Failure to Prevent Cross Contamination and Maintain Infection Control Surveillance
Penalty
Summary
The facility failed to prevent potential cross contamination in one of three medication refrigerators by allowing an eight-ounce container of milk to be stored in the 2B Nurses Station medication refrigerator, as confirmed by an LPN. This action was not in accordance with the facility's policy, which prohibits food storage in areas designated for medications and biologicals. Additionally, the facility did not implement proper infection control practices during a dressing change for a resident with diagnoses including high blood pressure, COPD, and hypothyroidism. During the dressing change, the LPN did not cleanse the resident's bedside table before setting up the clean field, used gloves stored in her scrub pocket, failed to place a clean field between the resident's wound and bed linens, and did not perform hand hygiene or change gloves between critical steps of the procedure.

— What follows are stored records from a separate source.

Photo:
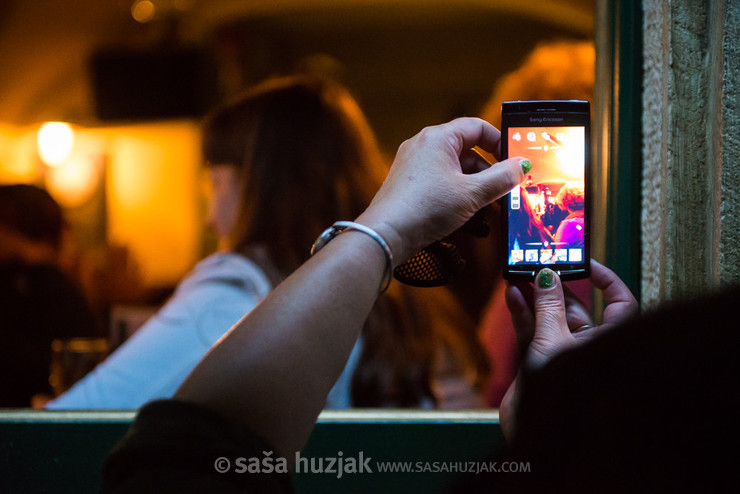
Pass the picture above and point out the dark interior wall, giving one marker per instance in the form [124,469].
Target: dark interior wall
[407,70]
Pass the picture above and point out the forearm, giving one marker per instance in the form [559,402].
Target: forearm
[274,369]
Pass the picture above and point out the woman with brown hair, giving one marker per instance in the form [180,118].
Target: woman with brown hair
[286,160]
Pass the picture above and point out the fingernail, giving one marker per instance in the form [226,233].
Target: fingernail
[526,166]
[546,278]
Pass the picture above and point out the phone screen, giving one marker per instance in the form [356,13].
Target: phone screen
[547,214]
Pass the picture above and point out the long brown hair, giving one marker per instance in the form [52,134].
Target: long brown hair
[307,157]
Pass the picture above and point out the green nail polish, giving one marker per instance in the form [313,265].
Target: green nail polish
[546,278]
[526,166]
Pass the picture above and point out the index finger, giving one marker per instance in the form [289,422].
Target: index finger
[619,302]
[472,131]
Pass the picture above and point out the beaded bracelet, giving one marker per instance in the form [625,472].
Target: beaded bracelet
[340,226]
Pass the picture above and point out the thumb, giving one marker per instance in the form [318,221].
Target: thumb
[551,333]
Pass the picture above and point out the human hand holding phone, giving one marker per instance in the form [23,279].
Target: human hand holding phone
[549,319]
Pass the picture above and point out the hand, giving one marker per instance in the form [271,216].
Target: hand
[437,182]
[551,319]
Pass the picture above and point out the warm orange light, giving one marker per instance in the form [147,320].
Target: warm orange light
[143,11]
[55,141]
[73,182]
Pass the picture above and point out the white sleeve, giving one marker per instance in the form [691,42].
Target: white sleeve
[158,357]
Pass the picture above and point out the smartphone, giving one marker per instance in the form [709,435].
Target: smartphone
[546,219]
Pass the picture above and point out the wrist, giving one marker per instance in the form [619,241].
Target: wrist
[399,244]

The bedside table was also not cleansed after the procedure. Furthermore, the facility failed to maintain an infection control program that included consistent surveillance for communicable diseases or infections. Review of infection control documentation revealed that surveillance for tracking resident infections was not conducted for four months within an eleven-month period. The Infection Preventionist confirmed the absence of surveillance for these months, indicating a lapse in the facility's infection prevention and control program.